Entre infini et au-delà
- C'est agréable, n'est-ce pas ?
Cassy faisait face à la longue chevelure rousse de son interlocutrice onirique, qui ne tarda pas à se retourner pour lui sourire avec franchise. L'adolescente haussa les épaules, pendant que l'autre se déplaçait autour d'elle, l'étudiant d'un regard inquisiteur. Ses pas étaient si gracieux qu'ils auraient pu évoquer une ballerine s'il n'y avait pas eu en elle une part indéniable de férocité.
- Tu feras une excellente Succube lorsque l'heure sera venue, murmura la femme.
Tout en prononçant ces mots, dont Cassy n'était pas certaine de comprendre le sens, elle effleura son cou, avant de caresser ses bras avec sa sensualité naturelle. La jeune fille demeura stoïque, non sans se demander ce que pouvait bien signifier le mot Succube. À contrecœur, elle se résolut à poser la question.
- Tu le découvriras bien assez tôt, puisque tu es sur la bonne voie.
Par réflexe, Cassy recula d'un pas. Cela ne lui inspirait rien qui vaille. Sa mystérieuse interlocutrice avait beau lui avoir sauvé la vie, elle continuait toujours à ressentir une pointe de défiance à son égard. L'autre pouvait la lire dans ses yeux et semblait s'en amuser.
- Pourquoi m'avez-vous aidée, au Bourg-Palette ? s'enquit Cassy. Vous n'étiez pas obligée de me réveiller. Pourquoi l'avoir fait ?
- Quand je pénètre tes cauchemars, j'ai accès à tes peurs les plus secrètes. Je sais que ta plus grande hantise est d'être retrouvée, car tu penses que ces individus veulent ta mort, or quoi qu'il advienne, tu me seras plus utile vivante. C'est pour cette raison que j'ai ordonné à Séviper de garder un œil sur toi.
- Séviper ? Ce pokémon que j'ai aperçu l'autre nuit... C'est le vôtre ?
- On peut dire ça. Il m'a avertie que des gens arrivaient pour toi et j'ai fait ce que je devais faire.
- Pourquoi ? Qu'attendez-vous de moi ?
- Patience, Cassy... Tout vient à point à qui sait attendre.
- La première fois que vous êtes apparue dans mon esprit, c'était il y a plus de deux ans, aux Colonnes Lances, remarqua l'adolescente. Est-ce que vous vous manifesterez un jour en chair et en os ?

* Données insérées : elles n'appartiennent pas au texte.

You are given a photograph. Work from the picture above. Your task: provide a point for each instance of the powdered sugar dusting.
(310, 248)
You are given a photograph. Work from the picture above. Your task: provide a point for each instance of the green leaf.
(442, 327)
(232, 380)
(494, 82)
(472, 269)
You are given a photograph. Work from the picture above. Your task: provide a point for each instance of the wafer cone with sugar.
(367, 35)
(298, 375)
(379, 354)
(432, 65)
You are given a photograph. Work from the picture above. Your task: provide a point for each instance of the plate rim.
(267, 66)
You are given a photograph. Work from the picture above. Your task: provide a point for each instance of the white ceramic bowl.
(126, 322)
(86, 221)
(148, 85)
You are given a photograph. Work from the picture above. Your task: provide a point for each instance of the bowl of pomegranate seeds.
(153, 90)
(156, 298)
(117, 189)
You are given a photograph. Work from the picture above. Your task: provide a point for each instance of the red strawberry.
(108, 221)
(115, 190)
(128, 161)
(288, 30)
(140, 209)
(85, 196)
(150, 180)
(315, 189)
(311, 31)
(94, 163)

Ce ne fut qu'une fois sa question posée qu'elle commença à redouter la réponse. Avait-elle vraiment envie de se retrouver nez à nez avec cette femme intimidante, qui semblait prête à tout ?
- Pour l'instant, c'est impossible, mais j'ose espérer que l'occasion se présentera, petite impertinente, sourit la plantureuse rousse.
- Et que suis-je censée faire, de mon côté ? interrogea Cassy. J'ai une horde d'assassins lancés à mes trousses, et s'ils finissent par me rattraper, je vois mal comment je pourrais leur échapper.
- Aurais-tu déjà oublié les conseils que je t'ai donnés l'autre nuit ?
- Non... Quitter la lumière et devenir le dragon. Qu'entendez-vous par là, cependant ? Comment puis-je... devenir un dragon ?
- Tu es intelligente, Cassy, mais tu ne réfléchis pas assez. La réponse est sous tes yeux, pourtant.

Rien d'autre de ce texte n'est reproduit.